Question:
Find a subgroup of order 6 in $U\left ( 700 \right )$.
Observe that $700=7.25.4$
Indeed, $gcd\left ( 7,25,4 \right )$ is $1$.
Hence, $U\left ( 7.100 \right )\cong U\left ( 7 \right ) \bigoplus U\left ( 25\right ) \bigoplus U\left ( 4 \right )$.
Noting that the order of $U\left ( 7 \right )$ is $6$, the order of $U\left ( 25\right )$ is $20$ and the order of $U\left ( 4 \right )$ is $3$, we note that the order of the external direct product is $360$.

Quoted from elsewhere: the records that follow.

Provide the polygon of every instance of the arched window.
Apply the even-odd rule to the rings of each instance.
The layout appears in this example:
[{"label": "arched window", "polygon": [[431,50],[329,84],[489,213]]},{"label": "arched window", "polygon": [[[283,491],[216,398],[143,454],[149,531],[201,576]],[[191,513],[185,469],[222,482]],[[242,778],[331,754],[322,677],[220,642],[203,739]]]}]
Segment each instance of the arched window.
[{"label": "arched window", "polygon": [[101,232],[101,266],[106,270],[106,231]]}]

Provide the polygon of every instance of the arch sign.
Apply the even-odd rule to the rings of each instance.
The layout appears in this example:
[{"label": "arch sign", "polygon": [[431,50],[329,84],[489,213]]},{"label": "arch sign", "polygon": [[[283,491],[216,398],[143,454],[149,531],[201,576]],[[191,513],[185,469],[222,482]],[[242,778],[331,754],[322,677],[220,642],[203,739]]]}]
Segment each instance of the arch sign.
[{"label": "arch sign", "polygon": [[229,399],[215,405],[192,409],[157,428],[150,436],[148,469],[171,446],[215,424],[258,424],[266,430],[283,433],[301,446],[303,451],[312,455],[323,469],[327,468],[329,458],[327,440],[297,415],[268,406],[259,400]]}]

By the fundamental theorem of cyclic group: the order of the subgroups of a group is a divisor $k$ of $n$.
Thus, $k = \left \{ 1,2,3,4,5,6,8,9,10,12,15,18,20,24,30,36,40,45,60,72,90,120,180,360 \right \}$.
A unique subgroup of order 6 of $U\left ( 700 \right )$ is $\left \langle a^{60} \right \rangle, \exists a \in U\left ( 7 \right ) \bigoplus U\left ( 25\right ) \bigoplus U\left ( 4 \right ).$
I think the general stratagem of my attempt is in the right correction but it does feel as though my attempt isn't complete. Can I determine $a$?
Hints are more appreciated.
$U(n)$ is the group of units of the integers modulo $n$, that is it consists of elements $[x]$ with $\gcd(x,n)=1$, $[x]=[y]$ when $x\equiv y\pmod n$ and $[x][y]=[xy]$, right?
The $U(7)$ in your decomposition consists of the elements $[x]$ of $U(700)$ with $x\equiv1\pmod{100}$, that is it consists of $[1]$, $[101]$, $[201]$, $[401]$, $[501]$ and $[601]$. Have any of these order $6$ in $U(700)$?